Perinatal inflammation as major risk factor

Systemic inflammatory response system is a complex network of circulating mediators such as pro-inflammatory cytokines and changes in hemodynamics, the tissue perfusion and the coagulation-fibrinolysis system. Despite advances in postnatal surfactant replacement, drug-induced closure of the ductus arteriosus, more physiologic ventilation techniques, improved nutrition, and strategies to reduce higher-grade intraventricular hemorrhage the increased survival of very low birth weight infants has not been associated with a decrease in major neurodevelopmental impaiment. Obviously the activation of the systemic inflammatory response to the high prevalence of infection is a major determinant in the formation of neurological lesions. Recently a large prospective study in 6093 very low preterm infants (401–1000 gr, 80% of a surviving birth cohort) has demonstrated the pivotal role postnatal infection may have on the formation of neurodevelopmental deficits (Stoll BJ et al.
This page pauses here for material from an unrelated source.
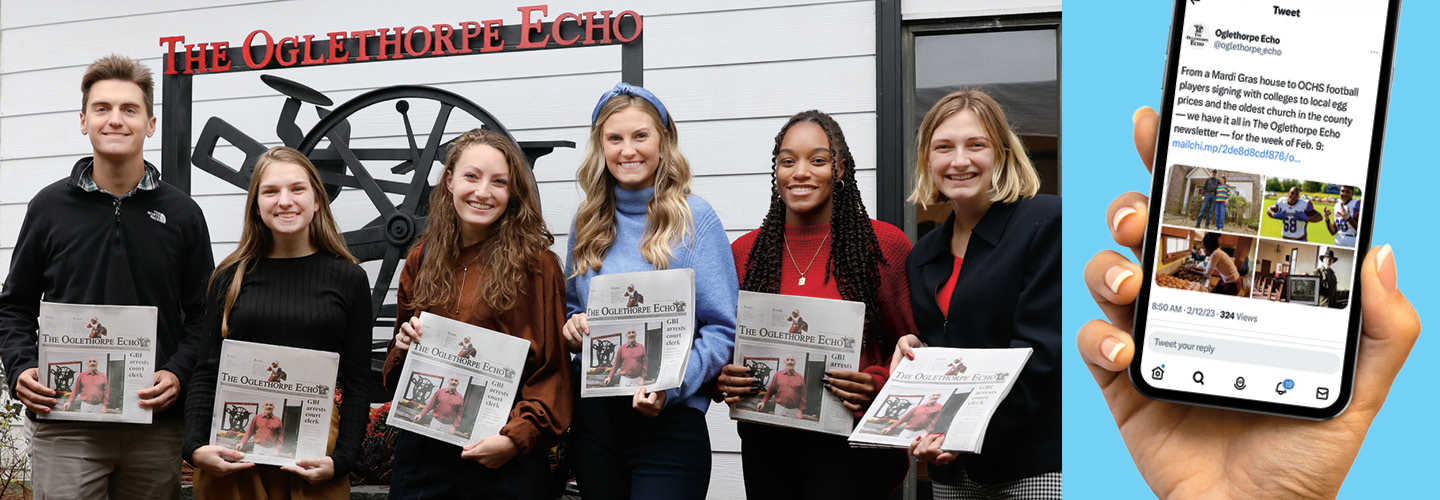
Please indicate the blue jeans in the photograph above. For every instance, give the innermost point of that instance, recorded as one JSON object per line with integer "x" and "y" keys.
{"x": 621, "y": 454}
{"x": 1206, "y": 208}
{"x": 431, "y": 469}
JAMA, 292; 2357, 2004). The high prevalence of infections (65%) was associated with a high proportion of neurodevelopmental impairments at the age of 18 to 21 months (41%). Infants with infections had also higher rates of broncho-pulmonary dysplasia (52 vs. 27%), severe intraventricular hemorrhage (15 vs. 10%), and periventricular leukomalacia (3 vs. 8%). Only 29% of uninfected infants had developmental defects compared to 43% of infants with infections and 50% with sepsis. If we are able to reduce the inflammatory response and the consequences of infections, the proportion of preterm infants with neurodeveolpmental deficits can be reduced by up to 30%. Characterizing the inflammatory mechanisms and developing new treatment options (similar as in pulmonary inflammation following mechanical ventilation) is of paramount interest.